Multi-scale reconstruction methods serve as quali-quantitative instruments that bridge social and computational sciences to study complex, stigmergic, digitally mediated collectives. Implemented within socio-technical protocols, they support iterative analysis (O → R → V) that maintains traceability to original sources, enabling both macro-level overviews and micro-level inspections. The study demonstrates applicability across domains (semantic maps, phylomemies, web fragments) while warning against black-box effects and emphasizing transparency, comparable measures, and reproducibility. The Moroccan case shows that apparent extinctions of online collectives (blogs) can conceal migrations to new platforms (Twitter), with communities and connectivity preserved or even strengthened.

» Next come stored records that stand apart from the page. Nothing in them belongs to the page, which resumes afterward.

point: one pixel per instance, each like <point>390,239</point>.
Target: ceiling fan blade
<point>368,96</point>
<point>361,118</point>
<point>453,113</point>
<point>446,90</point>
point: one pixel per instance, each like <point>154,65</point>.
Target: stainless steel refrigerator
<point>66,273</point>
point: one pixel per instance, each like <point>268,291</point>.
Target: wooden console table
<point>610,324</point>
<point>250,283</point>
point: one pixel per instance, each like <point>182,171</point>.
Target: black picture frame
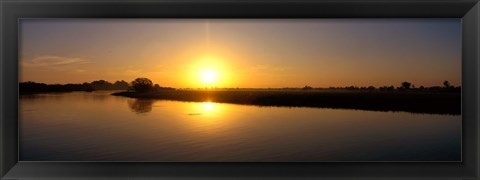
<point>467,10</point>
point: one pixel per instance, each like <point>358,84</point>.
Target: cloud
<point>53,61</point>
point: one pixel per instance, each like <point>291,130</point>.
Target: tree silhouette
<point>142,85</point>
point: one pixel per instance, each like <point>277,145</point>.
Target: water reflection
<point>140,106</point>
<point>82,126</point>
<point>208,106</point>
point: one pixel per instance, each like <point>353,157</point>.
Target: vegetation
<point>142,85</point>
<point>33,87</point>
<point>444,99</point>
<point>437,100</point>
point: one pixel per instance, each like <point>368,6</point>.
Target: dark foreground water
<point>95,126</point>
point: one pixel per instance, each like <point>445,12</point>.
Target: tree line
<point>139,85</point>
<point>404,86</point>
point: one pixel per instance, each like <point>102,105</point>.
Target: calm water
<point>96,126</point>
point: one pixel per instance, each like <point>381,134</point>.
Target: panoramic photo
<point>240,90</point>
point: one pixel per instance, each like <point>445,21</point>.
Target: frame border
<point>467,10</point>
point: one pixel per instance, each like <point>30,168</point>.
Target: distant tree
<point>142,85</point>
<point>406,85</point>
<point>446,84</point>
<point>307,87</point>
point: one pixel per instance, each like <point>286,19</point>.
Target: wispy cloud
<point>53,61</point>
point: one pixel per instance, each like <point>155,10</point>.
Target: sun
<point>209,76</point>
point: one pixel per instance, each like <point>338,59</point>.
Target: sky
<point>245,53</point>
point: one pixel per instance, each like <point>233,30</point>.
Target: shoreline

The methods can complement qualitative approaches (e.g., interviews) and suggest broader relevance to contemporary phenomena such as post-COVID-19 digital presence, highlighting the need for cross-disciplinary translation and shared methodological vocabularies.
The paper charts the rise of digital diasporas as a cross-disciplinary domain and demonstrates a multi-scale methodological toolkit—semantic maps, phylomemies, and web fragments—to reconstruct both the field’s scientific landscape and the evolution of a specific online collective. It shows interdisciplinarity and dynamic topic shifts within the field, and, through the Moroccan case, reveals a platform migration from blogs to social media with preserved diasporic connectivity. These methods extend beyond digital diasporas, offering scalable, iterative, and transparent ways to analyze large textual and web-archival corpora. Future work should deepen socio-technical protocols, foster cross-disciplinary translation, improve handling of multimedia and multilingual data, and integrate qualitative validation (e.g., interviews) to explain drivers of digital migrations and transformations.
- Corpus constraints: English-only publications; reliance on WoS and HAL (access limitations, potential coverage bias); poorer metadata pre-1990; thus not fully representative.
- Method constraints: Gargantext’s limited cross-language handling; reliance on semi-manual term selection and expert annotations; potential software black-box issues.
- Web archives: INA/DAFF crawling and storage may introduce quality, coherence, and timestamping issues; web fragments framework is a prototype requiring advanced engineering; images and videos not analyzed.
- Exhaustiveness: Social media linkage detection depends on blogs having embedded or linked accounts; accounts not referenced in archived pages may be missed; thus findings on platform migration are indicative rather than exhaustive.
- Causality: The study cannot definitively attribute causes for the blog-to-social migration (e.g., Arab Spring, platform trends) without further qualitative inquiry.